GOLF club chiefs are suing an Inverclyde landowner after their course was churned up by around a dozen escaped horses.

The equine hoofing on the fairways and greens of Port Glasgow – which lasted at least six hours – caused an estimated £36,000 worth of damage.

Now the proprietor of a field where the animals were kept is facing a legal battle after witnesses declared that fencing – which should have kept them penned in – was ‘non-existent’.

The revelations emerged during the trial of Kilmacolm farmer William Baxter, who was cleared of a charge of maliciously driving his tractor through the fence at speed.

Golf club secretary Gordon Foster told Greenock Sheriff Court how he was alerted to the fact that 11 horses were on the course on October 20 2014.

Mr Foster said: “I got a call from the head greenkeeper at 8am.

“We had to phone the police and we tried our best to gather up the horses.

“It took us all day, until about two o’clock in the afternoon.”

Mr Foster, three greenkeepers and a neighbouring farmer were involved in the emergency corralling operation.
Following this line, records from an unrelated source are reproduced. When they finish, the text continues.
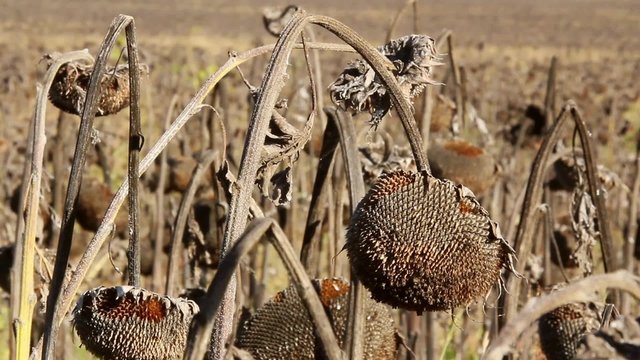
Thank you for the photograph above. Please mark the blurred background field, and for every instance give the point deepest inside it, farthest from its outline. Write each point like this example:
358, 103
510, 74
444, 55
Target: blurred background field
505, 46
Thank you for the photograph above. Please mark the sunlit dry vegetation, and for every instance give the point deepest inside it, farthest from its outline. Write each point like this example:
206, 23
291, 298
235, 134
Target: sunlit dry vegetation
389, 182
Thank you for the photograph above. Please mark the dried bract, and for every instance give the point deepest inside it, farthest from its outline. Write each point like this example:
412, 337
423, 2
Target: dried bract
275, 19
424, 244
125, 322
282, 147
282, 328
69, 89
358, 88
562, 329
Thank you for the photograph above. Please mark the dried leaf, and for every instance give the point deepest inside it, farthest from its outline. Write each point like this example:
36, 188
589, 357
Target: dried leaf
358, 88
282, 147
275, 19
583, 223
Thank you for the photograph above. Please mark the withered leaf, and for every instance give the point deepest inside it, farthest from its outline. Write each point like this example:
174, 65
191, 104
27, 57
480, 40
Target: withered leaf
282, 146
358, 88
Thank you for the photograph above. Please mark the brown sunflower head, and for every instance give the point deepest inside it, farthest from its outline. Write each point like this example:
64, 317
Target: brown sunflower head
562, 329
125, 322
282, 328
70, 84
424, 244
358, 88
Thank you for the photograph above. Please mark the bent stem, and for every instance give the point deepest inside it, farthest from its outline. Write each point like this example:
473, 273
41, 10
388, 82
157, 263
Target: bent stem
525, 231
580, 291
73, 188
72, 285
355, 320
136, 141
204, 321
23, 280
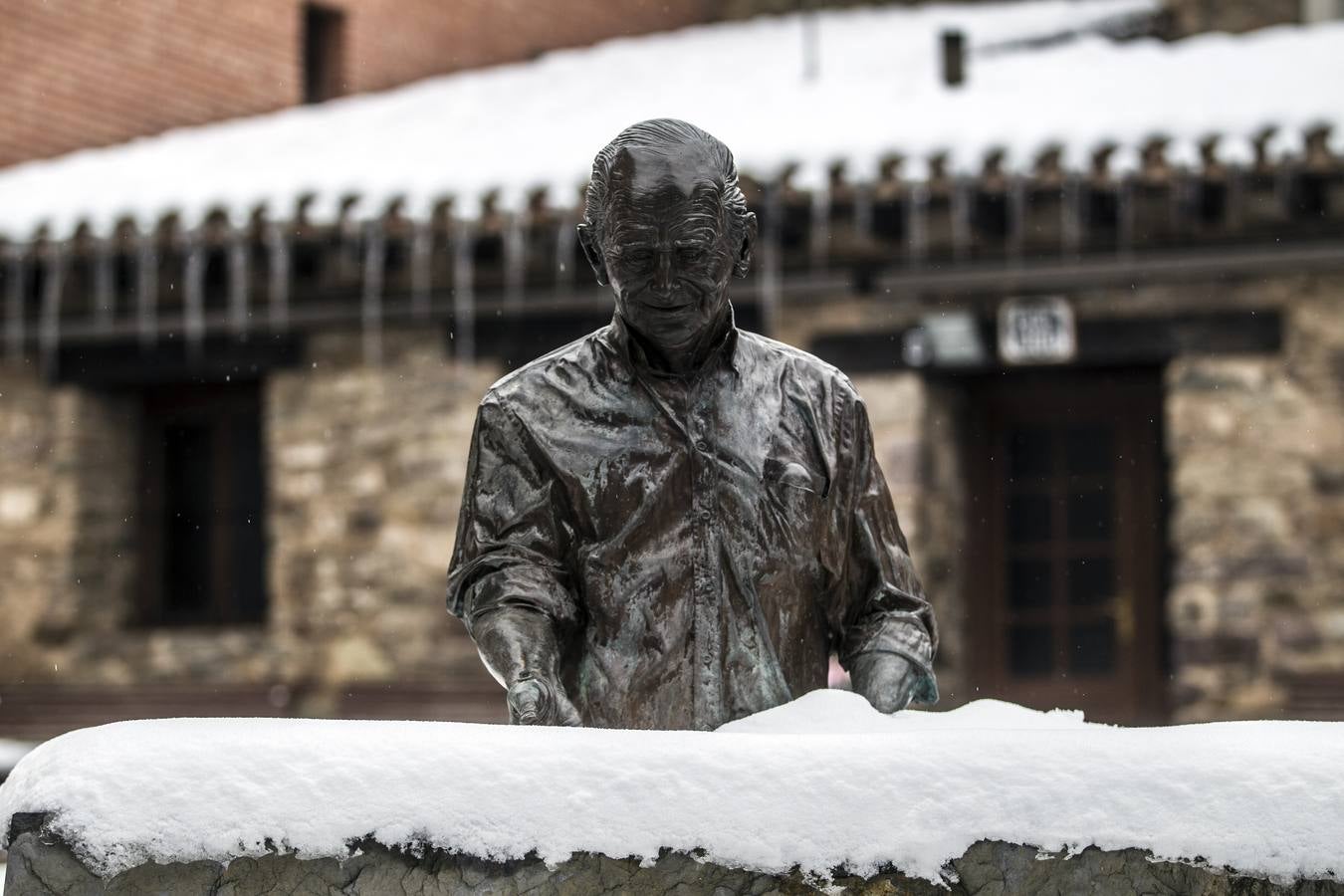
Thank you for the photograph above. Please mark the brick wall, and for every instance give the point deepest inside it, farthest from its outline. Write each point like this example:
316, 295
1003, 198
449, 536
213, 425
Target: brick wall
88, 73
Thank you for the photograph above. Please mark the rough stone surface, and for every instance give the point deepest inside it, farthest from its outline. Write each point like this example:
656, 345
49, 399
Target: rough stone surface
1255, 446
42, 866
365, 465
364, 472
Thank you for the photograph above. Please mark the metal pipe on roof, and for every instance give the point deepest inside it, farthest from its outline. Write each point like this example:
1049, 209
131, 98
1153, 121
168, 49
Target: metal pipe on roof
371, 304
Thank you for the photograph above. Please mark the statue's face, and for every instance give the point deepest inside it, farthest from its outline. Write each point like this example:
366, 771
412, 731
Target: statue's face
668, 247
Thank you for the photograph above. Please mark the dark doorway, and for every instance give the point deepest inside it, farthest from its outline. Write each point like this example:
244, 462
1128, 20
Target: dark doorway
203, 506
325, 39
1068, 542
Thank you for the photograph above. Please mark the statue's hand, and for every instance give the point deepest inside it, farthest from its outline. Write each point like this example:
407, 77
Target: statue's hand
537, 702
886, 680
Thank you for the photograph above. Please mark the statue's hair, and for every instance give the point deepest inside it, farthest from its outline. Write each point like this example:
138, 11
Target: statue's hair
664, 135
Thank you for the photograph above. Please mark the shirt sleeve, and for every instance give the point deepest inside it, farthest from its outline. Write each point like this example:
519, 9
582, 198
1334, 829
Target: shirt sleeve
511, 535
882, 603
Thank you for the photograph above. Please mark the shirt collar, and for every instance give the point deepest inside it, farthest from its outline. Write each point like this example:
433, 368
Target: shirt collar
617, 336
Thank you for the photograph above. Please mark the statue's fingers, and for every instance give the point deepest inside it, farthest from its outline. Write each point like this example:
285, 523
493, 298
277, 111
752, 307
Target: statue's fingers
525, 703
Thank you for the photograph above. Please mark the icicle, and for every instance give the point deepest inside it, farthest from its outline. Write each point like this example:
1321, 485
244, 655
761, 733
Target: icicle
917, 226
1235, 198
14, 305
960, 218
277, 249
464, 296
863, 208
104, 300
1016, 215
371, 308
237, 283
1125, 200
771, 258
564, 238
194, 299
146, 289
515, 262
1071, 215
820, 243
422, 258
49, 327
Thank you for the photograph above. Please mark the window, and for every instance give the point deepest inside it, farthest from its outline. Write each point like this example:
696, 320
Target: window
203, 506
325, 38
1067, 523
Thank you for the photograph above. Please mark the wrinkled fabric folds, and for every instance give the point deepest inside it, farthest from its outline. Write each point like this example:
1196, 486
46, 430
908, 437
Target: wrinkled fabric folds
699, 545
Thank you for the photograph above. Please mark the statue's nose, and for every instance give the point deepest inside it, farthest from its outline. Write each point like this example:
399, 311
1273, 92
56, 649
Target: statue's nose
663, 274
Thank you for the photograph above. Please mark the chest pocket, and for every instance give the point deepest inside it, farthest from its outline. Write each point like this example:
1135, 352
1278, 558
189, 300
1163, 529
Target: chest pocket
779, 473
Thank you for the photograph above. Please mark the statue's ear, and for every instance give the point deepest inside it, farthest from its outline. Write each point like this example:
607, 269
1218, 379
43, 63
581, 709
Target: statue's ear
744, 261
587, 239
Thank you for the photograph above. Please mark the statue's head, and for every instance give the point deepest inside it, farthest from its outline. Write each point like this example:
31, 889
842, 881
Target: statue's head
667, 227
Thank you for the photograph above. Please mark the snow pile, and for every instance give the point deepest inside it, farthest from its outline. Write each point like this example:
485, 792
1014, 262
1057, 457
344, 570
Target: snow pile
11, 751
820, 784
876, 92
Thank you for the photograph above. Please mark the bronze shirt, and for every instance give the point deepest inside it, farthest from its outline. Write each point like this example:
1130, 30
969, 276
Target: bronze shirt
699, 543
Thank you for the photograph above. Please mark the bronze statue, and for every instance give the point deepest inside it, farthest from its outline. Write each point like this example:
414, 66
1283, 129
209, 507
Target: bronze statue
672, 523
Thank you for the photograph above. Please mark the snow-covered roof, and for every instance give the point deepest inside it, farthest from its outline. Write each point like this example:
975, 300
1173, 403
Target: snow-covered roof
876, 92
821, 782
11, 751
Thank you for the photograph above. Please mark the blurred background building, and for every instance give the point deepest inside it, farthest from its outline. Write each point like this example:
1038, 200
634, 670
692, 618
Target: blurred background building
1083, 260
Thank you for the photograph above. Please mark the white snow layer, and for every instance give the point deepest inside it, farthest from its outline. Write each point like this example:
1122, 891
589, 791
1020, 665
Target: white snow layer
821, 782
878, 91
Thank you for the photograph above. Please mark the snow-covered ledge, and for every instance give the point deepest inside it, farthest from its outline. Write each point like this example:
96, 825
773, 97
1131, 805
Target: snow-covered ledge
986, 798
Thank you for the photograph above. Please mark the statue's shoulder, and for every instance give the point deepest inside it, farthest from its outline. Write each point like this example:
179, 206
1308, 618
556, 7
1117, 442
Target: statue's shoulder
552, 373
801, 365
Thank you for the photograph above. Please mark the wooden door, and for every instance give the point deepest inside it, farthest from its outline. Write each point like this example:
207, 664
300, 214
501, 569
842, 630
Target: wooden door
1067, 543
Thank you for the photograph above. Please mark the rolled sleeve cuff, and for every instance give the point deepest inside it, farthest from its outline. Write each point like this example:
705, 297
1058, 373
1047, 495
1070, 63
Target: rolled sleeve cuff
907, 639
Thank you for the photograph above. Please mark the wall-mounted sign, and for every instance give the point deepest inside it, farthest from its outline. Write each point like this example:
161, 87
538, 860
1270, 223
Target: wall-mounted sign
1036, 331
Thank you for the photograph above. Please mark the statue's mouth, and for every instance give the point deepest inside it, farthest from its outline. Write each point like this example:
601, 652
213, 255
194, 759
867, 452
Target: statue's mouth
667, 310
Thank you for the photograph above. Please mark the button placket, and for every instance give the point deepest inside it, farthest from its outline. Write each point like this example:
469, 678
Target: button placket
706, 596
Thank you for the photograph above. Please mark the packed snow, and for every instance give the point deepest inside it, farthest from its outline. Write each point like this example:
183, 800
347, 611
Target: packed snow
11, 751
876, 92
821, 782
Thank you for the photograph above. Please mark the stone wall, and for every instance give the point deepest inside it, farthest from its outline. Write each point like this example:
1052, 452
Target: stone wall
43, 866
1256, 528
364, 469
37, 511
68, 465
365, 465
365, 480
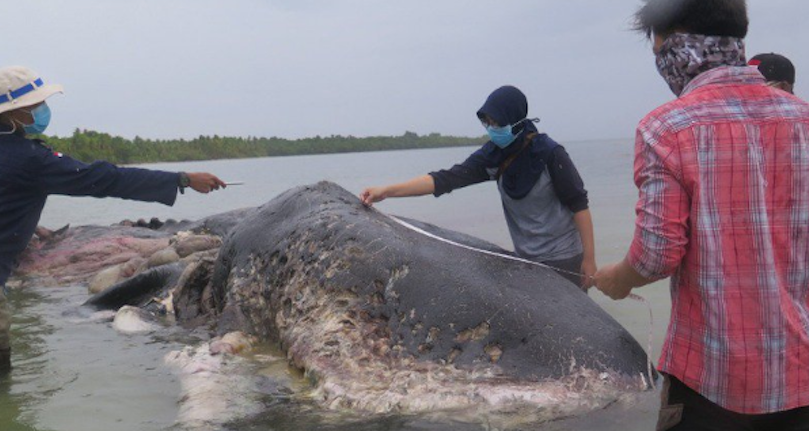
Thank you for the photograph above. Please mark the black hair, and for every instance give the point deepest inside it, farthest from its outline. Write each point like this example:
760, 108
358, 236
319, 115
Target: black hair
705, 17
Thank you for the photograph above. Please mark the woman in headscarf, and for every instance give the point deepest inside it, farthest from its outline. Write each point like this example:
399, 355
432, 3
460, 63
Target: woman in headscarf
543, 196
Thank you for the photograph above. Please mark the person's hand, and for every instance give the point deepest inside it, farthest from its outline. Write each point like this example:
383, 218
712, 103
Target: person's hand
372, 195
204, 182
588, 270
608, 281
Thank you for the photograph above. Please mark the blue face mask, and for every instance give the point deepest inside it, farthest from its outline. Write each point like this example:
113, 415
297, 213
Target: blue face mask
42, 117
502, 136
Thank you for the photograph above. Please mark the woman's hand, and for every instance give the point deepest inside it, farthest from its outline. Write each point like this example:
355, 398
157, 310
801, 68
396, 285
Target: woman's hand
372, 195
204, 182
588, 269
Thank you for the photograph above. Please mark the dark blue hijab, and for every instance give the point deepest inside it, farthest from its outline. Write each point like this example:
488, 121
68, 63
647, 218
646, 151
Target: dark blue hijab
508, 105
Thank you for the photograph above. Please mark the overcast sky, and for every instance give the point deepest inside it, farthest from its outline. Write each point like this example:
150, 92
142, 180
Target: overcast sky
298, 68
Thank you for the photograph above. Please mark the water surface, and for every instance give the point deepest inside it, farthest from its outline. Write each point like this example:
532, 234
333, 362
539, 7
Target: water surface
72, 374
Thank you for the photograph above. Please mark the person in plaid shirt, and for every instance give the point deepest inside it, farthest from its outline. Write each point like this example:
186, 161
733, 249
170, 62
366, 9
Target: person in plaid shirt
723, 209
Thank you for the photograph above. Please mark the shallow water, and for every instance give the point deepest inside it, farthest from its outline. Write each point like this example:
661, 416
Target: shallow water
71, 373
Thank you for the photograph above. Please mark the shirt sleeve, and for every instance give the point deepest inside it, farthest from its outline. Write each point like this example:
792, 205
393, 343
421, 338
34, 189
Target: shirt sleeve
661, 225
472, 171
56, 174
567, 182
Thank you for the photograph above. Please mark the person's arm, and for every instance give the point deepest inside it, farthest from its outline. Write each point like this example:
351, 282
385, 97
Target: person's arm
661, 225
471, 171
584, 223
618, 280
569, 188
418, 186
53, 173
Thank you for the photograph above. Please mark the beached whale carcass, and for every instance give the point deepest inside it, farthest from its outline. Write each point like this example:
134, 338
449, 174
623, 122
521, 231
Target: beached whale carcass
385, 318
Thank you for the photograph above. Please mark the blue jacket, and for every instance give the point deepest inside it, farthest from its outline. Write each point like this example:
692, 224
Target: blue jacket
29, 172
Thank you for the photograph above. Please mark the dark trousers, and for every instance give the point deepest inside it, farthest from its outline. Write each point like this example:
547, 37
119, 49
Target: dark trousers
683, 409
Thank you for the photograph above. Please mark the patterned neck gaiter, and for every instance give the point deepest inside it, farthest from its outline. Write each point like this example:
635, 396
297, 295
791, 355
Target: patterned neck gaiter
682, 57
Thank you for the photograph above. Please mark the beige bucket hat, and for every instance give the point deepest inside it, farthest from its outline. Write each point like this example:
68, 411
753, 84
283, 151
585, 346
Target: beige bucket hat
21, 87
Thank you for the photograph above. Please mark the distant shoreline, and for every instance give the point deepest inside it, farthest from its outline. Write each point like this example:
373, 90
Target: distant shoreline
88, 146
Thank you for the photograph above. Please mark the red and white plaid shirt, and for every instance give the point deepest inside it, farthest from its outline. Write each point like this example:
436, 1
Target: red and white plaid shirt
723, 174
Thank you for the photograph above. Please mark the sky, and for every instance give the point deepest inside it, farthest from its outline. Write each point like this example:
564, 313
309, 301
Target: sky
300, 68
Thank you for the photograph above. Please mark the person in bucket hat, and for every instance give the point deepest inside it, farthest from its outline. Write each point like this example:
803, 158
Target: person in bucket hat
30, 171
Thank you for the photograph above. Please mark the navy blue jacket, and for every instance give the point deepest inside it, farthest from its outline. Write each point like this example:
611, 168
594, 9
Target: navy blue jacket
29, 172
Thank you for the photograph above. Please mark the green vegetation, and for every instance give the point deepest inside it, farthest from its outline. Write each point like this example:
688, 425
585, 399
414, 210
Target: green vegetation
89, 146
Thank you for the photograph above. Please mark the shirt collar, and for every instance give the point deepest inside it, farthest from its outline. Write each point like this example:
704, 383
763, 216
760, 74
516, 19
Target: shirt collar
725, 75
The club secretary said: “We got some buckets of food and the horses started to follow us down the third fairway.

“They had been on the third fairway, the fifth fairway and also behind the fifth tee.

“We were also trying to keep them off of the 14th green.”

The court heard that there had been an almost identical incident of horses encroaching onto the golf course in November 2013.

Club bosses were forced to reduce the size of the course from 18 holes to 12 holes and they also suffered a dip in membership numbers in the wake of that episode, it was stated.

The court heard that the land on which the horses were being kept - at High Auchenleck Farm in Port Glasgow - is owned by a Mark Graham.

Farmer William Baxter, of nearby Gryffeside Farm, Kilmacolm, had been accused of ramming the fencing with his tractor sometime between October 1 and 29 2014.

But a succession of defence witnesses told how the barrier was never fit to keep the animals confined within the field.

The golf club’s head greenkeeper of 26 years standing, James McCurdy, said: “The fence that was meant to contain the horses was non-existent.”

Port woman Caroline Turner - who had kept two horses on Mr Graham’s land between December 2013 and April 2014 – said: “The fencing just wasn’t secure.

“I was getting phone calls through the night to go and get horses.”

Miss Turner told how she had been in contact with one of two women who lease the field from Mr Graham, adding: “I was like, ‘How can you lose 11 horses?’.

Sheriff Craig Turnbull found Mr Baxter not guilty following a two-day trial.

The lawman said: “It is not necessary for me to go into all of the evidence.

“I am not satisfied who the relevant part of the fence belongs to, or where this happened - if it happened at all.”

Mr Baxter said afterwards: “It is a big relief that this is over.

“A person can make an allegation and it costs them nothing, but this has cost me huge sums of money to defend myself.”

It is understood that a hearing into Port Glasgow Golf Club’s claim against Mr Graham is scheduled to take place in May.